Los cabecillas del sonido de Manchester volverán a los escenarios el verano próximo, con dos fechas ya anunciadas en Inglaterra a finales de junio, y la posibilidad de una tercera si hay suficiente demanda (que la habrá). Los rumores sobre esta reunión no han cesado en los últimos años, y a pesar de negarlos constantemente, hoy a través de una rueda de prensa han confirmado que volverán con su formación original: Ian Brown al micro, John Squire con la guitarra, Mani con el bajo y Reni en la batería.

La banda no se conformará con revivir sus grandes clásicos, pues también han anunciado que en la gira tocarán material nuevo. ¿Será el anticipo de un nuevo álbum, casi dos décadas después de su último esfuerzo desde el estudio? Bueno, por el momento no vamos a adelantar acontecimientos, que todavía faltan meses para que esta reunión familiar dé su pistoletazo de salida.

The Stone Roses comenzaron su andadura a principios de los 80 como un proyecto de Brown y Squire, pero no lanzarían su debut homónimo hasta 1989. Este trabajo, donde el rock y la psicodelia se daban de la mano de forma casi perfecta, les catapultó a la fama y les puso en cabeza del movimiento musical conocido como Madchester.

Considerados ya como uno de los grandes referentes de la escena británica con un solo trabajo en las calles, los problemas comenzaron con sus dispuestas legales contra el sello discográfico Silvertone. Éstas ocasionaron un constante retraso hasta que a finales de 1994 llegó su segundo álbum, Second Coming, que les sirvió de acercamiento al britpop y no fue tan bien recibido como su predecesor.

Los problemas personales fueron mermando al grupo y los cambios de formación no evitaron su disolución dos años después. Durante todo este tiempo, teóricamente Brown y Squire ni siquiera se hablaban, y hasta se oponían frontalmente a la posibilidad de reunirse cada vez que alguien les sacaba el tema. Está visto que el tiempo, y la necesidad de llenar las arcas, cierran todas las heridas.

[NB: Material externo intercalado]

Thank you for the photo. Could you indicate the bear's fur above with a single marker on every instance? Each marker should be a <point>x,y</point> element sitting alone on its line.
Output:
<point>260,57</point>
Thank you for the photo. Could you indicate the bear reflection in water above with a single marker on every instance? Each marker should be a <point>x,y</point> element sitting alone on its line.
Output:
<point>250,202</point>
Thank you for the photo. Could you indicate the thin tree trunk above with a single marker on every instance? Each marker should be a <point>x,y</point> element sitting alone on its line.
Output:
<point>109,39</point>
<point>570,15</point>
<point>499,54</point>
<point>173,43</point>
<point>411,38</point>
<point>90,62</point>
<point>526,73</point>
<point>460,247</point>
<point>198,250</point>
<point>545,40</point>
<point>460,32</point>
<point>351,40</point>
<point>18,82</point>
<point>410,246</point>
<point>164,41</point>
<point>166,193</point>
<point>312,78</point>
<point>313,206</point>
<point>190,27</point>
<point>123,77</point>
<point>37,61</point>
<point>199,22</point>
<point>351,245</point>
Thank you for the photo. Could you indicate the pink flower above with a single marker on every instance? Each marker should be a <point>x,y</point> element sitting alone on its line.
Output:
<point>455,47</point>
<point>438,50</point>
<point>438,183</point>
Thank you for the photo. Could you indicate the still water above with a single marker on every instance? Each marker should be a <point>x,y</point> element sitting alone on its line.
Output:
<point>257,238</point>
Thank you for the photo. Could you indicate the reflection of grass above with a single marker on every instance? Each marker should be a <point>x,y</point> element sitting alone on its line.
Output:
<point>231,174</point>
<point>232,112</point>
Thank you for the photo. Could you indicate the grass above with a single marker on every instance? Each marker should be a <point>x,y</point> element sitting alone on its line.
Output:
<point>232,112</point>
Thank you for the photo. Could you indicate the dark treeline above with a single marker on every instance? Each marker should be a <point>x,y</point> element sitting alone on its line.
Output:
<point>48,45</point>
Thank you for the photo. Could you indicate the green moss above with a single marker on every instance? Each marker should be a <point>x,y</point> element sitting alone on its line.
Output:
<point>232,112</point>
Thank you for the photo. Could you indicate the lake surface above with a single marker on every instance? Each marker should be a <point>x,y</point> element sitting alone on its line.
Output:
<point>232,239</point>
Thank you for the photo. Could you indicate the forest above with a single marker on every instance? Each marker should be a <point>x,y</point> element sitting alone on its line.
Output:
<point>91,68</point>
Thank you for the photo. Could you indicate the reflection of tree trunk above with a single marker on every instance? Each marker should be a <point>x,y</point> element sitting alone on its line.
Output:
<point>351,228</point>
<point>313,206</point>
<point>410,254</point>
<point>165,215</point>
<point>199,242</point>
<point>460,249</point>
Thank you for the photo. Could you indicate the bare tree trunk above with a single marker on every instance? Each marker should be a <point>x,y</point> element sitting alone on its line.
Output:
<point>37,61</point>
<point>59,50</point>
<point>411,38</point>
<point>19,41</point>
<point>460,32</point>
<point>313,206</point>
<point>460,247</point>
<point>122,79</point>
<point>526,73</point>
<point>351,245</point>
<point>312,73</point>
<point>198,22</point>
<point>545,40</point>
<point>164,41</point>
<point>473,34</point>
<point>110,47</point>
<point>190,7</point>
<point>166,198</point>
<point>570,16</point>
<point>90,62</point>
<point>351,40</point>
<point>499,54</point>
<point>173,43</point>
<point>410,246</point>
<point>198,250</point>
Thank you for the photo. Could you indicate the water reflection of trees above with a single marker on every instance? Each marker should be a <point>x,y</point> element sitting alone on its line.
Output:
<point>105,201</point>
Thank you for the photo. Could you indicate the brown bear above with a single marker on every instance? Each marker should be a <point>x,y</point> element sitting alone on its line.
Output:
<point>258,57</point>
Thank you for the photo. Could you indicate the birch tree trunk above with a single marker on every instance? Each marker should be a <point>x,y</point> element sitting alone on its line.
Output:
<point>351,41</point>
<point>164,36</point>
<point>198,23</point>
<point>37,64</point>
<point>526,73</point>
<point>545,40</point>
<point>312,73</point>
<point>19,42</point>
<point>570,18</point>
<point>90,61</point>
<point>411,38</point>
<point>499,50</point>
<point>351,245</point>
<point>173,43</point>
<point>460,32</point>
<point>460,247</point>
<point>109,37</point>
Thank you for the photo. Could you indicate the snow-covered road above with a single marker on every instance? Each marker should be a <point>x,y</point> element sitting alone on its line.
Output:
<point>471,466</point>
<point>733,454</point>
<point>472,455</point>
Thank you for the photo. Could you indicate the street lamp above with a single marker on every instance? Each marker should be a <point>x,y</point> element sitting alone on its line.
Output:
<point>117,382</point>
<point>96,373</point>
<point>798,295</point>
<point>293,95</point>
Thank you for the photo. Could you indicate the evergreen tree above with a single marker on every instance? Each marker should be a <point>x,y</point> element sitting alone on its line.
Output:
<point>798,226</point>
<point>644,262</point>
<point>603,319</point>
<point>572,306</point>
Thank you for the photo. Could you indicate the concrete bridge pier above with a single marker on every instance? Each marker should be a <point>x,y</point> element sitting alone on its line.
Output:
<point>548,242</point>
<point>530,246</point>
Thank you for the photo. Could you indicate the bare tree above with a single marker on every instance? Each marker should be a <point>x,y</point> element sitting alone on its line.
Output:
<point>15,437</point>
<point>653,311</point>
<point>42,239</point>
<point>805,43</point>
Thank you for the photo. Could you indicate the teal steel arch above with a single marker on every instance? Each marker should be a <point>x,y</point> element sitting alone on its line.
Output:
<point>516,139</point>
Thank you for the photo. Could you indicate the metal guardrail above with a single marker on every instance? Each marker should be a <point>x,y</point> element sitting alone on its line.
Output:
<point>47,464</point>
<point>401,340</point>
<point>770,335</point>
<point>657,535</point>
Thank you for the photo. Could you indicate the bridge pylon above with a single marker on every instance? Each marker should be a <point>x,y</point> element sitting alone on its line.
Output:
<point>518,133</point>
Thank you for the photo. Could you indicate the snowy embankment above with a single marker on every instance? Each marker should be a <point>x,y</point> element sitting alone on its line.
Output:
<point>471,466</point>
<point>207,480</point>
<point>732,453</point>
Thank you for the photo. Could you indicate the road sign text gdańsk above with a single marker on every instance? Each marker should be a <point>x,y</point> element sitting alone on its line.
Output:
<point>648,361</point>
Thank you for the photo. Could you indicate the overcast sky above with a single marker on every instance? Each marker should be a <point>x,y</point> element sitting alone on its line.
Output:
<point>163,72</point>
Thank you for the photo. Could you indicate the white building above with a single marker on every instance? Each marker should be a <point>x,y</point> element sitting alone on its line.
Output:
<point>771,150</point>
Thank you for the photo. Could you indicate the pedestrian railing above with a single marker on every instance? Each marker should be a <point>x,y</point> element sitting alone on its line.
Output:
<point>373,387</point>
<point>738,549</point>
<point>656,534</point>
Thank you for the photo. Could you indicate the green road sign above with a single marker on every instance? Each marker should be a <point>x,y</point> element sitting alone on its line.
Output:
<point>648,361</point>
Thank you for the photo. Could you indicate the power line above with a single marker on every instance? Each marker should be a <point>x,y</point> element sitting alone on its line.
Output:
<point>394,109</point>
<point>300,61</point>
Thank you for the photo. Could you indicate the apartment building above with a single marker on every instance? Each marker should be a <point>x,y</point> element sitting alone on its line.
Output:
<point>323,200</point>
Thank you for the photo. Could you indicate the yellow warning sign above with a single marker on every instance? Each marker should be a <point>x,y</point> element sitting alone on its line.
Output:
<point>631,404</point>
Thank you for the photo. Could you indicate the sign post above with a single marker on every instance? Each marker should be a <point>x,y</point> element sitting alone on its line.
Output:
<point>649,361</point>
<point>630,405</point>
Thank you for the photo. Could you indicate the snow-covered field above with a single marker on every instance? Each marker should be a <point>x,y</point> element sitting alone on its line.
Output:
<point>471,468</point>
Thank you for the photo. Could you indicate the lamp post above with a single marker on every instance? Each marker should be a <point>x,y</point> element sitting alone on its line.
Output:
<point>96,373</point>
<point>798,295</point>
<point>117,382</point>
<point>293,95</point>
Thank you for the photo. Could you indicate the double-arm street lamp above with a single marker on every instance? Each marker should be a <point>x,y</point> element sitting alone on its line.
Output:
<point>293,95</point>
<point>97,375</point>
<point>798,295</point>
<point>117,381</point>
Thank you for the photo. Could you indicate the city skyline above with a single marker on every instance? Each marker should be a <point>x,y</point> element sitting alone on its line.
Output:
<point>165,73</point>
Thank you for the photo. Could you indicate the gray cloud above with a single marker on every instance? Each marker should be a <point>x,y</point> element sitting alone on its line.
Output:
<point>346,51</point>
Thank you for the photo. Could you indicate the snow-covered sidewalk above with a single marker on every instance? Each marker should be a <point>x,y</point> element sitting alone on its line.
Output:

La pregunta del millón ahora es: ¿pondrá algún festival de nuestro país el dinero suficiente sobre la mesa para traerlos a España el próximo verano? Candidatos para conseguirlo hay unos cuantos, y saben que el que se lleve esta exclusiva pegará un buen petardazo promocional, pero todo dependerá de la disponibilidad que tengan los británicos. Eso sí, su paso por el FIB del 96, cuando ya estaban en las últimas, no se recuerda precisamente con cariño.